Tragic. Completely tragic.
Joe was one of the assistant coaches on Chris's Padres baseball team
and his son is one of the players on Chris's team.
At their level, your baseball team is similar to a family.
Every spring season the team reconvenes and we spend hours and hours together each week,
huddled under blankets or sweating in the sun.
Same parents, same kids, year after year.
Big Joe was an enthusiastic coach to say the least.
He was big in every way, from his booming voice
to his face-splitting smile.
Rob and I were nervous about Chris going to the viewing.
He is blessed to have experienced very little loss in his life.
He still has two living great grandparents and thankfully, five grandparents as well.
However, he was adamant that he wanted to go to the viewing and support his teammate.
We tried to prepare him for the viewing and explained the procedure:
Walk in, greet the family and express your sympathy,
look at the open casket (or not) and then move on to let others in.
We explained it would be very brief, people would be crying
and that Joey and Brooke might not even be present.
That wasn't how it went at all.
We arrived to a PACKED, standing-shoulder-to-shoulder room,
so full we could not even see the front.
Someone was speaking when we arrived so we stayed where we were
and listened.. and cried.
Chris had left us with a quick whisper:
"I'm going to stand with Joey."
I couldn't see him, had no idea where he was in the room,
but when I asked Rob, he said he was fine and with Joey.
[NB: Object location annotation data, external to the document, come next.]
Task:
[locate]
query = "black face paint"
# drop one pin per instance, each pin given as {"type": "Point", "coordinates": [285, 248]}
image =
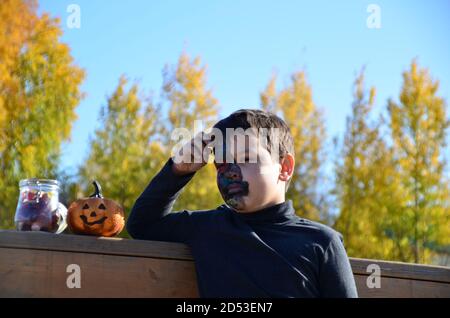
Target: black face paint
{"type": "Point", "coordinates": [231, 185]}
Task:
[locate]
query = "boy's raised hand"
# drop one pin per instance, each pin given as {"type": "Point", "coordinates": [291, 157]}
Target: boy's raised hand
{"type": "Point", "coordinates": [192, 156]}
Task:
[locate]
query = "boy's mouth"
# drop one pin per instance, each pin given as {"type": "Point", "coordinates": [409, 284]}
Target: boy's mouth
{"type": "Point", "coordinates": [236, 188]}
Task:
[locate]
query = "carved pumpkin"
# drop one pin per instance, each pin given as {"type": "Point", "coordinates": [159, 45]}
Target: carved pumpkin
{"type": "Point", "coordinates": [96, 215]}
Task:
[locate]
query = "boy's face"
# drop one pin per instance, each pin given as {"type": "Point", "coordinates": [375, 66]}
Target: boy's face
{"type": "Point", "coordinates": [250, 181]}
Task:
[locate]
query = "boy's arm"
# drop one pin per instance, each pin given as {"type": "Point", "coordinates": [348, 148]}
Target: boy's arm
{"type": "Point", "coordinates": [336, 276]}
{"type": "Point", "coordinates": [150, 217]}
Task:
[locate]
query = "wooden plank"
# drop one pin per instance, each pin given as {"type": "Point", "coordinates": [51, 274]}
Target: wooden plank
{"type": "Point", "coordinates": [95, 245]}
{"type": "Point", "coordinates": [403, 270]}
{"type": "Point", "coordinates": [39, 273]}
{"type": "Point", "coordinates": [402, 288]}
{"type": "Point", "coordinates": [33, 258]}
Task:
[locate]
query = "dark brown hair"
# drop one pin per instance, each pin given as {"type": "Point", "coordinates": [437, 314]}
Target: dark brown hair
{"type": "Point", "coordinates": [255, 118]}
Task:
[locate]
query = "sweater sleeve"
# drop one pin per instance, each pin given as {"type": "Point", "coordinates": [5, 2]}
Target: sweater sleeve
{"type": "Point", "coordinates": [151, 217]}
{"type": "Point", "coordinates": [336, 276]}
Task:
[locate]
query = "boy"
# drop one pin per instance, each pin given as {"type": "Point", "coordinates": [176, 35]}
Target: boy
{"type": "Point", "coordinates": [254, 245]}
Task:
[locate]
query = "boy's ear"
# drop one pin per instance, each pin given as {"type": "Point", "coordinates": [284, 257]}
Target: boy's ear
{"type": "Point", "coordinates": [287, 167]}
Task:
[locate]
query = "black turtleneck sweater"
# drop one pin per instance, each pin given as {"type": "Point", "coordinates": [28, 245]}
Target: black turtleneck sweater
{"type": "Point", "coordinates": [268, 253]}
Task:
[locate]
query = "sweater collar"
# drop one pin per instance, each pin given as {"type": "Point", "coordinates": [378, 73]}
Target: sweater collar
{"type": "Point", "coordinates": [275, 213]}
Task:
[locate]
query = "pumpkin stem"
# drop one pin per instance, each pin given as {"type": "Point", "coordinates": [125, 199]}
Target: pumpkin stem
{"type": "Point", "coordinates": [98, 190]}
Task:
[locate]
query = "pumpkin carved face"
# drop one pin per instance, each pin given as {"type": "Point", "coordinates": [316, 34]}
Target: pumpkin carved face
{"type": "Point", "coordinates": [95, 215]}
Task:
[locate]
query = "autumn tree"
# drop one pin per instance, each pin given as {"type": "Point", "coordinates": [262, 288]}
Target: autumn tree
{"type": "Point", "coordinates": [188, 99]}
{"type": "Point", "coordinates": [39, 91]}
{"type": "Point", "coordinates": [124, 152]}
{"type": "Point", "coordinates": [418, 124]}
{"type": "Point", "coordinates": [295, 104]}
{"type": "Point", "coordinates": [364, 187]}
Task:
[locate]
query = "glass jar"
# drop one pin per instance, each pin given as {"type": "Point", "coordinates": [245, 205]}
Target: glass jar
{"type": "Point", "coordinates": [39, 208]}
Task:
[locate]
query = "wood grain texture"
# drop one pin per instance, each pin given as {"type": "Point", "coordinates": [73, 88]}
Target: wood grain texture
{"type": "Point", "coordinates": [33, 264]}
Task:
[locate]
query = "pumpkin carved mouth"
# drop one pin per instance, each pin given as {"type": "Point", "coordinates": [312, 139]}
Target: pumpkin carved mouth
{"type": "Point", "coordinates": [85, 221]}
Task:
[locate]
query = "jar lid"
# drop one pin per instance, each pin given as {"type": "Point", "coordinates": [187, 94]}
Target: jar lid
{"type": "Point", "coordinates": [38, 182]}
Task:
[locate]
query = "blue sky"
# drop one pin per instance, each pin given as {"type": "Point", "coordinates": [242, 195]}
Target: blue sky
{"type": "Point", "coordinates": [244, 42]}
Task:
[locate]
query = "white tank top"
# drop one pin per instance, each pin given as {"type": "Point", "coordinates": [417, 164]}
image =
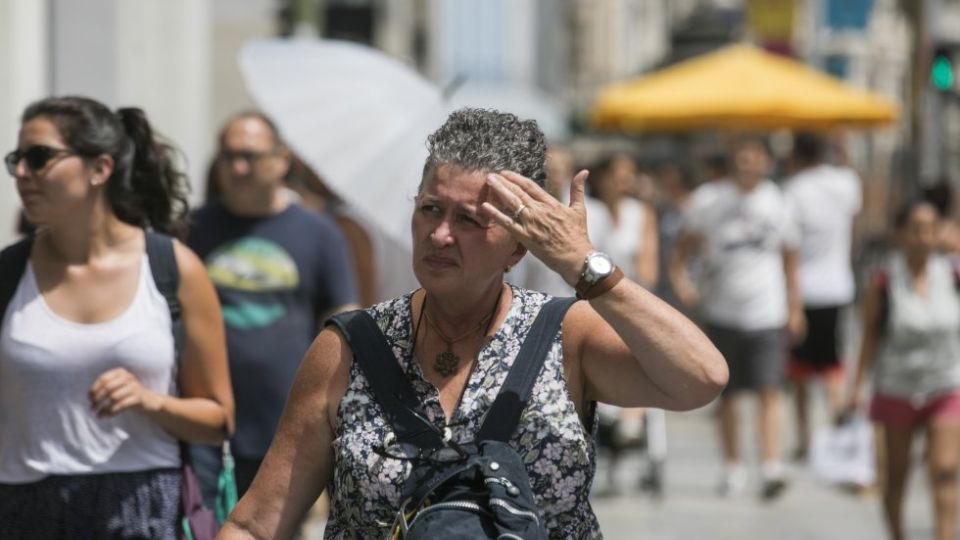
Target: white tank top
{"type": "Point", "coordinates": [625, 239]}
{"type": "Point", "coordinates": [47, 366]}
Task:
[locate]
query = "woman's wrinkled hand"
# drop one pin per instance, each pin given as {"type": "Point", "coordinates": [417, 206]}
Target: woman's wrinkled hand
{"type": "Point", "coordinates": [118, 390]}
{"type": "Point", "coordinates": [554, 232]}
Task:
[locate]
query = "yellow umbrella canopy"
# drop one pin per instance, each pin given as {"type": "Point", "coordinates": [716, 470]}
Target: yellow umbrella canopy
{"type": "Point", "coordinates": [741, 88]}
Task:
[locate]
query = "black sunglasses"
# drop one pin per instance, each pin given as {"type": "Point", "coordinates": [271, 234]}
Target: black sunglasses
{"type": "Point", "coordinates": [36, 156]}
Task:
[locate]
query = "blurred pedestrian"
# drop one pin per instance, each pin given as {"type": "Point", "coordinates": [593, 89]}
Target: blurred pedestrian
{"type": "Point", "coordinates": [279, 271]}
{"type": "Point", "coordinates": [92, 397]}
{"type": "Point", "coordinates": [824, 200]}
{"type": "Point", "coordinates": [746, 297]}
{"type": "Point", "coordinates": [911, 346]}
{"type": "Point", "coordinates": [630, 236]}
{"type": "Point", "coordinates": [675, 185]}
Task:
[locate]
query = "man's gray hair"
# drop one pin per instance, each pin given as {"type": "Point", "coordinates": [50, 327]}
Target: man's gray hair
{"type": "Point", "coordinates": [488, 140]}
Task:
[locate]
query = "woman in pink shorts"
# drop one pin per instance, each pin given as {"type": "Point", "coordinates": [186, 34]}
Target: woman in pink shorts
{"type": "Point", "coordinates": [911, 342]}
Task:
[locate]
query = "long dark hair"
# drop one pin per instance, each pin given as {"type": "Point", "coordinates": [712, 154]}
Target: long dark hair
{"type": "Point", "coordinates": [145, 189]}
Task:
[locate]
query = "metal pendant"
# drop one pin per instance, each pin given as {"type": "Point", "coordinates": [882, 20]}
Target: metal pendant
{"type": "Point", "coordinates": [446, 362]}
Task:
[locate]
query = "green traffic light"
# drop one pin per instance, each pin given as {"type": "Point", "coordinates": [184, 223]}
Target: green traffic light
{"type": "Point", "coordinates": [941, 74]}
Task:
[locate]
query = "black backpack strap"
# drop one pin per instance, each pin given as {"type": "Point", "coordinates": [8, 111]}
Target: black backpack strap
{"type": "Point", "coordinates": [13, 263]}
{"type": "Point", "coordinates": [387, 380]}
{"type": "Point", "coordinates": [163, 266]}
{"type": "Point", "coordinates": [504, 414]}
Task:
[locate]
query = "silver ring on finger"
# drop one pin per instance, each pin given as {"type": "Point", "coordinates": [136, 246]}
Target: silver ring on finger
{"type": "Point", "coordinates": [516, 214]}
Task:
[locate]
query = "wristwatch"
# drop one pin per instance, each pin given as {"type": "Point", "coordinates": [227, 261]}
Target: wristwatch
{"type": "Point", "coordinates": [598, 275]}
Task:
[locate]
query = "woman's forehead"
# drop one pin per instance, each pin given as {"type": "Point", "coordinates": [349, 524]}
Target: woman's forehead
{"type": "Point", "coordinates": [448, 181]}
{"type": "Point", "coordinates": [40, 128]}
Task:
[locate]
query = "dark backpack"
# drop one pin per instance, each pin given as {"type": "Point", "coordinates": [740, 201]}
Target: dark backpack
{"type": "Point", "coordinates": [881, 281]}
{"type": "Point", "coordinates": [198, 522]}
{"type": "Point", "coordinates": [484, 490]}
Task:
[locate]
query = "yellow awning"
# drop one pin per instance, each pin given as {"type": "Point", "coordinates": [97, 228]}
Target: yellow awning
{"type": "Point", "coordinates": [739, 87]}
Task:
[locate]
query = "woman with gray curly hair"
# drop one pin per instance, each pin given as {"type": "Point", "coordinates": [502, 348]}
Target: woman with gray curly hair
{"type": "Point", "coordinates": [480, 208]}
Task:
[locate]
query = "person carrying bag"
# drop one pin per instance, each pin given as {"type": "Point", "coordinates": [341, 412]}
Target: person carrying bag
{"type": "Point", "coordinates": [480, 490]}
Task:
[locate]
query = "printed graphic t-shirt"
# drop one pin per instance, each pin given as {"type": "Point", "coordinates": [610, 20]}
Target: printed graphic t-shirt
{"type": "Point", "coordinates": [742, 282]}
{"type": "Point", "coordinates": [275, 276]}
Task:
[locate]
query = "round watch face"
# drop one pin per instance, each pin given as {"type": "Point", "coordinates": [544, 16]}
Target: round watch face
{"type": "Point", "coordinates": [600, 265]}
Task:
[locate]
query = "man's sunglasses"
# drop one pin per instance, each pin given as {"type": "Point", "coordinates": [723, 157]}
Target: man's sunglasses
{"type": "Point", "coordinates": [37, 157]}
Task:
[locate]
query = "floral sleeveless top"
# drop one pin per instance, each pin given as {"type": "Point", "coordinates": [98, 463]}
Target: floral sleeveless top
{"type": "Point", "coordinates": [558, 452]}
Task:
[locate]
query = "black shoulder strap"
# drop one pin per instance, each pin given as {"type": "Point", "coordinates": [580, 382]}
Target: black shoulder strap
{"type": "Point", "coordinates": [504, 414]}
{"type": "Point", "coordinates": [163, 266]}
{"type": "Point", "coordinates": [13, 263]}
{"type": "Point", "coordinates": [387, 380]}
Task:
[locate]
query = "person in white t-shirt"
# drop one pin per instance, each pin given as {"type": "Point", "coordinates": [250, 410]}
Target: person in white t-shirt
{"type": "Point", "coordinates": [746, 296]}
{"type": "Point", "coordinates": [629, 235]}
{"type": "Point", "coordinates": [825, 200]}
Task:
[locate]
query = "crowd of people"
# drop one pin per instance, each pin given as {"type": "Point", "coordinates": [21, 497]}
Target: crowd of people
{"type": "Point", "coordinates": [696, 284]}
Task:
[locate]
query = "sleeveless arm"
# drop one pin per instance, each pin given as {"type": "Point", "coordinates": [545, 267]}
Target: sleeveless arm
{"type": "Point", "coordinates": [299, 463]}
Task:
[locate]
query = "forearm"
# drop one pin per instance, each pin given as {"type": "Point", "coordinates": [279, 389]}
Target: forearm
{"type": "Point", "coordinates": [195, 420]}
{"type": "Point", "coordinates": [794, 296]}
{"type": "Point", "coordinates": [670, 349]}
{"type": "Point", "coordinates": [868, 349]}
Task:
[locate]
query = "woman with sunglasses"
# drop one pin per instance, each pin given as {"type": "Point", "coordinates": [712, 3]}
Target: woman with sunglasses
{"type": "Point", "coordinates": [93, 399]}
{"type": "Point", "coordinates": [479, 208]}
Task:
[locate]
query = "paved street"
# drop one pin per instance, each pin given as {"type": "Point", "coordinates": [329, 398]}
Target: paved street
{"type": "Point", "coordinates": [691, 509]}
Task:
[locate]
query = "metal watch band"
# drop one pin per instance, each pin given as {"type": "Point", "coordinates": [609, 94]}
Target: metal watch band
{"type": "Point", "coordinates": [586, 291]}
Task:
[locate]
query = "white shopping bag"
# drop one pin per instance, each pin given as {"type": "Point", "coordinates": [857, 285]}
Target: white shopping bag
{"type": "Point", "coordinates": [844, 454]}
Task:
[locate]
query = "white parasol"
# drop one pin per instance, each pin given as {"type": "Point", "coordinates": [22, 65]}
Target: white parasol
{"type": "Point", "coordinates": [355, 115]}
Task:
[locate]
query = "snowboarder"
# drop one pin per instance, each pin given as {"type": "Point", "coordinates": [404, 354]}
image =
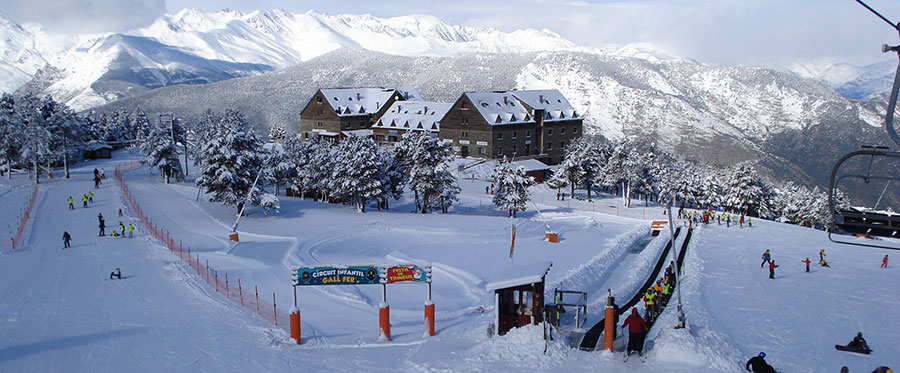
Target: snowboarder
{"type": "Point", "coordinates": [759, 364]}
{"type": "Point", "coordinates": [767, 257]}
{"type": "Point", "coordinates": [636, 329]}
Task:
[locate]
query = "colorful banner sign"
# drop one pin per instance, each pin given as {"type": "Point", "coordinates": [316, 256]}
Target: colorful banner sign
{"type": "Point", "coordinates": [407, 273]}
{"type": "Point", "coordinates": [354, 275]}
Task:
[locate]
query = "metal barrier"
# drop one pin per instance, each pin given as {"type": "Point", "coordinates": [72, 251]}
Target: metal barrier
{"type": "Point", "coordinates": [221, 285]}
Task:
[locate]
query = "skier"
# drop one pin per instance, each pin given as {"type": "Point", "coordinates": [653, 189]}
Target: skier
{"type": "Point", "coordinates": [767, 257]}
{"type": "Point", "coordinates": [859, 343]}
{"type": "Point", "coordinates": [636, 329]}
{"type": "Point", "coordinates": [759, 364]}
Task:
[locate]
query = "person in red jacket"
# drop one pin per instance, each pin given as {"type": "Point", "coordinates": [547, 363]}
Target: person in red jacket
{"type": "Point", "coordinates": [636, 331]}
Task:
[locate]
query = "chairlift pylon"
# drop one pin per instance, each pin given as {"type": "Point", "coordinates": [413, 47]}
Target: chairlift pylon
{"type": "Point", "coordinates": [864, 222]}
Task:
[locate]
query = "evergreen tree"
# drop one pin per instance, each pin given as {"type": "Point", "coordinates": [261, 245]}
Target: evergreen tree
{"type": "Point", "coordinates": [232, 159]}
{"type": "Point", "coordinates": [512, 187]}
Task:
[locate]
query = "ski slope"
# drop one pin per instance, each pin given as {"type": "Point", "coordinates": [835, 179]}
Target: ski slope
{"type": "Point", "coordinates": [61, 314]}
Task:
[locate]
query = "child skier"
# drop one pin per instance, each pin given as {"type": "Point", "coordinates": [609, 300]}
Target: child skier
{"type": "Point", "coordinates": [636, 329]}
{"type": "Point", "coordinates": [767, 257]}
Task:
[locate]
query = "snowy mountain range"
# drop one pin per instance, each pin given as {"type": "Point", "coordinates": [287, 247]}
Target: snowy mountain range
{"type": "Point", "coordinates": [192, 47]}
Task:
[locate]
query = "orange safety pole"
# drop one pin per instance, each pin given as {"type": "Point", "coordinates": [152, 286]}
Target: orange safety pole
{"type": "Point", "coordinates": [384, 320]}
{"type": "Point", "coordinates": [429, 318]}
{"type": "Point", "coordinates": [295, 324]}
{"type": "Point", "coordinates": [609, 323]}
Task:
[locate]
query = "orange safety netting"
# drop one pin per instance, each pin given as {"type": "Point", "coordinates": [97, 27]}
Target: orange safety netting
{"type": "Point", "coordinates": [232, 290]}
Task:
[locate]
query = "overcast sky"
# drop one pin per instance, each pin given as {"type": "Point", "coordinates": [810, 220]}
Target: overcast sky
{"type": "Point", "coordinates": [745, 32]}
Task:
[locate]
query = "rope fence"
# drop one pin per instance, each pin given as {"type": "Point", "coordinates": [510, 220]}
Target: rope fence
{"type": "Point", "coordinates": [16, 239]}
{"type": "Point", "coordinates": [222, 284]}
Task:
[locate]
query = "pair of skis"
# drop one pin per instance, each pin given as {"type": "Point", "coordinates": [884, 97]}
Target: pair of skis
{"type": "Point", "coordinates": [628, 355]}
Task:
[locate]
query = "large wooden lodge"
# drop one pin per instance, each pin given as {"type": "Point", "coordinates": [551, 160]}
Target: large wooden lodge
{"type": "Point", "coordinates": [535, 124]}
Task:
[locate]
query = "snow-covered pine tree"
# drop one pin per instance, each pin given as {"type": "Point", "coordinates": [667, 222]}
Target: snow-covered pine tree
{"type": "Point", "coordinates": [10, 132]}
{"type": "Point", "coordinates": [161, 151]}
{"type": "Point", "coordinates": [512, 187]}
{"type": "Point", "coordinates": [232, 159]}
{"type": "Point", "coordinates": [277, 133]}
{"type": "Point", "coordinates": [743, 189]}
{"type": "Point", "coordinates": [427, 159]}
{"type": "Point", "coordinates": [356, 173]}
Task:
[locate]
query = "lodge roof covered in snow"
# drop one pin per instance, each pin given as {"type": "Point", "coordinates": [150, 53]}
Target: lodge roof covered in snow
{"type": "Point", "coordinates": [512, 107]}
{"type": "Point", "coordinates": [364, 101]}
{"type": "Point", "coordinates": [520, 275]}
{"type": "Point", "coordinates": [414, 116]}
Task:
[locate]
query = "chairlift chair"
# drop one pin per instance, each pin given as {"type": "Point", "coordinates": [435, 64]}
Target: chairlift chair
{"type": "Point", "coordinates": [869, 222]}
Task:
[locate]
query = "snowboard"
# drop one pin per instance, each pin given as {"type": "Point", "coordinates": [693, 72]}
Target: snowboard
{"type": "Point", "coordinates": [848, 349]}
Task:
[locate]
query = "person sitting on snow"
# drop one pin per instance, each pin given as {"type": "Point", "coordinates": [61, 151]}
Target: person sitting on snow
{"type": "Point", "coordinates": [858, 343]}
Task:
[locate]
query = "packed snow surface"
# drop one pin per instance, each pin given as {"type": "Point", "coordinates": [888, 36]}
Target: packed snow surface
{"type": "Point", "coordinates": [61, 313]}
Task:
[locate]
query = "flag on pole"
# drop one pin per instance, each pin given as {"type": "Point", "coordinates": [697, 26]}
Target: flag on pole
{"type": "Point", "coordinates": [512, 245]}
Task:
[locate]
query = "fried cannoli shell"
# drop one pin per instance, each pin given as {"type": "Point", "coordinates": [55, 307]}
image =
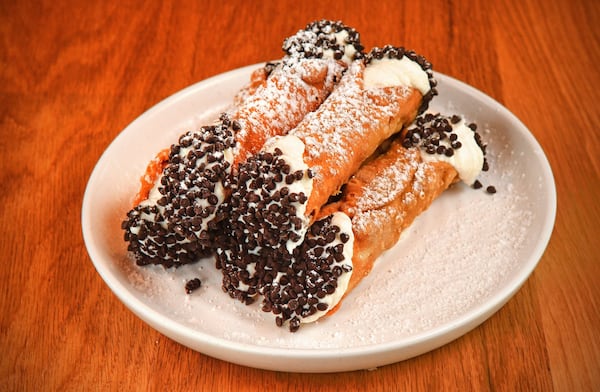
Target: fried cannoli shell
{"type": "Point", "coordinates": [384, 197]}
{"type": "Point", "coordinates": [337, 147]}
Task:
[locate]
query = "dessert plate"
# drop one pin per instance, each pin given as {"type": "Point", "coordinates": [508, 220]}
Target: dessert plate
{"type": "Point", "coordinates": [459, 262]}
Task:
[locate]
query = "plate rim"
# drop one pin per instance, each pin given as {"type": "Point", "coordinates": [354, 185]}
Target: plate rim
{"type": "Point", "coordinates": [378, 354]}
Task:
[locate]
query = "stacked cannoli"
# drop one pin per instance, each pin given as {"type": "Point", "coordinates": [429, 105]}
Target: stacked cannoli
{"type": "Point", "coordinates": [324, 159]}
{"type": "Point", "coordinates": [174, 217]}
{"type": "Point", "coordinates": [280, 190]}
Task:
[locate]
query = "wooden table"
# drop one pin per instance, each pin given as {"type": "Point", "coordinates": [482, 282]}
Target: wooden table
{"type": "Point", "coordinates": [74, 74]}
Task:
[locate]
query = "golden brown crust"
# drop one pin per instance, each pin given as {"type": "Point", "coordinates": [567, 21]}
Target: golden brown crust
{"type": "Point", "coordinates": [384, 198]}
{"type": "Point", "coordinates": [363, 119]}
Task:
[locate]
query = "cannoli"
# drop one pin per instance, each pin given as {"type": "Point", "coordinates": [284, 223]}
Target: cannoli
{"type": "Point", "coordinates": [280, 190]}
{"type": "Point", "coordinates": [174, 223]}
{"type": "Point", "coordinates": [378, 203]}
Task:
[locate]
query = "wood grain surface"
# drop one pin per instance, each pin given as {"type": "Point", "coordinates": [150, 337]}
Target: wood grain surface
{"type": "Point", "coordinates": [73, 74]}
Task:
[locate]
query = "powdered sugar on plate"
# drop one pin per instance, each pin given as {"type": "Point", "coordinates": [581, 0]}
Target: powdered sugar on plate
{"type": "Point", "coordinates": [457, 264]}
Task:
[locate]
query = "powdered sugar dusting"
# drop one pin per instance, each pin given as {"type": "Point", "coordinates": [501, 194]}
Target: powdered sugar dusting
{"type": "Point", "coordinates": [347, 116]}
{"type": "Point", "coordinates": [457, 256]}
{"type": "Point", "coordinates": [387, 185]}
{"type": "Point", "coordinates": [291, 91]}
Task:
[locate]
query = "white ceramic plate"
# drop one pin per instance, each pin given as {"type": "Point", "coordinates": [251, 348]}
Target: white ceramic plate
{"type": "Point", "coordinates": [453, 268]}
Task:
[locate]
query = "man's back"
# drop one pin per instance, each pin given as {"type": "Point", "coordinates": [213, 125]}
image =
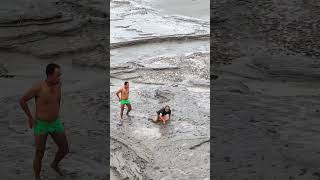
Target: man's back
{"type": "Point", "coordinates": [124, 93]}
{"type": "Point", "coordinates": [48, 101]}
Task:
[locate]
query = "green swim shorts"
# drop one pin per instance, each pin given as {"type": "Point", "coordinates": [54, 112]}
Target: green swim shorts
{"type": "Point", "coordinates": [125, 101]}
{"type": "Point", "coordinates": [43, 127]}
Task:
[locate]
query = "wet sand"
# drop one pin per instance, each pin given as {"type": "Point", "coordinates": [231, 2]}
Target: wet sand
{"type": "Point", "coordinates": [33, 35]}
{"type": "Point", "coordinates": [174, 72]}
{"type": "Point", "coordinates": [192, 8]}
{"type": "Point", "coordinates": [266, 96]}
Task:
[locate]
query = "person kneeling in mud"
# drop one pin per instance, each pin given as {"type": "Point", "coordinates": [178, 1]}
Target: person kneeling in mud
{"type": "Point", "coordinates": [163, 114]}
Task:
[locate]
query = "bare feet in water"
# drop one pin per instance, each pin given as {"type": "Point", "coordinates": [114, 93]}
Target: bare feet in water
{"type": "Point", "coordinates": [55, 167]}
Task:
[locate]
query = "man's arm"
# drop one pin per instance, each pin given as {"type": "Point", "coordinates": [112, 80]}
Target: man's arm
{"type": "Point", "coordinates": [118, 92]}
{"type": "Point", "coordinates": [25, 98]}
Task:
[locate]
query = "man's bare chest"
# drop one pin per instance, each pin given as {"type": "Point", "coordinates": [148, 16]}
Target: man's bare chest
{"type": "Point", "coordinates": [49, 96]}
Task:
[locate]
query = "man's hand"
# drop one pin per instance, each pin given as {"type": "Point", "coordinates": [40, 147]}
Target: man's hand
{"type": "Point", "coordinates": [31, 122]}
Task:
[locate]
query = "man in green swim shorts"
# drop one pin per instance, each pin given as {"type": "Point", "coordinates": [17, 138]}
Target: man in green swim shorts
{"type": "Point", "coordinates": [47, 96]}
{"type": "Point", "coordinates": [124, 99]}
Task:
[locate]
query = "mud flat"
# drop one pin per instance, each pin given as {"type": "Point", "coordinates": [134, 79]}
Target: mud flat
{"type": "Point", "coordinates": [266, 96]}
{"type": "Point", "coordinates": [163, 66]}
{"type": "Point", "coordinates": [72, 34]}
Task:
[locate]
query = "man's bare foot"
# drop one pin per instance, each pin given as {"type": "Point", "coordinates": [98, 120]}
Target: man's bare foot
{"type": "Point", "coordinates": [55, 167]}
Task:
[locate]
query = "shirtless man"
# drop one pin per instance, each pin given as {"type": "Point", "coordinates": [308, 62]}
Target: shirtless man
{"type": "Point", "coordinates": [124, 99]}
{"type": "Point", "coordinates": [47, 95]}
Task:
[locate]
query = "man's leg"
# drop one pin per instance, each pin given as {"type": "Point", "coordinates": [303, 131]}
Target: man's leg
{"type": "Point", "coordinates": [121, 112]}
{"type": "Point", "coordinates": [40, 143]}
{"type": "Point", "coordinates": [129, 108]}
{"type": "Point", "coordinates": [63, 149]}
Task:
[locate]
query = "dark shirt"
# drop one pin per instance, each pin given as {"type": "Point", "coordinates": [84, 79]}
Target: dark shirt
{"type": "Point", "coordinates": [163, 112]}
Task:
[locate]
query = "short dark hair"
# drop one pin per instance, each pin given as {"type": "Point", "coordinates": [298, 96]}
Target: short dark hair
{"type": "Point", "coordinates": [50, 68]}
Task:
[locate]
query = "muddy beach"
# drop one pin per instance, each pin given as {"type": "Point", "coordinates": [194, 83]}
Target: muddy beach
{"type": "Point", "coordinates": [72, 34]}
{"type": "Point", "coordinates": [266, 96]}
{"type": "Point", "coordinates": [164, 65]}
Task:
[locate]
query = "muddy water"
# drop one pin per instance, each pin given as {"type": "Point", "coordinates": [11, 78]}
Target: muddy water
{"type": "Point", "coordinates": [161, 69]}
The person finished speaking
and Joe's other family members took a turn..
aunt, mother, father, brother.
They asked if others would like to speak and a couple of other men came forward-
a friend, a fellow football coach.
After a pause, a familiar voice rang out
and Rob and I both stiffened with surprise.
"Hi, my name is Chris .. and Coach Joe was one of my Coaches on the Padres.."
His voice cracked and the tears flowed freely
as his young voice choked out his memories
of a man motivating his team, cheering them on and lifting them up in times of defeat.
"Even if we were losing in the sixth inning, he would encourage us
and remind us to never give up hope.."
Rob and I stood, tears slipping down our cheeks as we listened to our son
offer words of encouragement and love to Joe's family..
and to his children.
Many more tears were shed as the night went on.
Unlike what I have known of viewings in the past,
this one was more a type of service-
in that following Chris and a couple of more speakers,
we were all invited to sit on the floor
and be a part of the Hindu ritual of preparing the body
for its departure to heaven.
The smell of incense filled the air
as swirling sing-song prayers circled around the room.
Joe's father laid flowers upon his son, sprinkled him with water,
covered him with fragrant herbs.
In closing, the close family went up and one by one put rice
and a flower in his casket, to symbolically provide food and lovely things in heaven.
We were then invited to each do the same.
As Chris approached, Joe's family members reached out to hug him
and stroke his face.
His words had given them comfort..
and I was grateful to my son for his unexpected gift.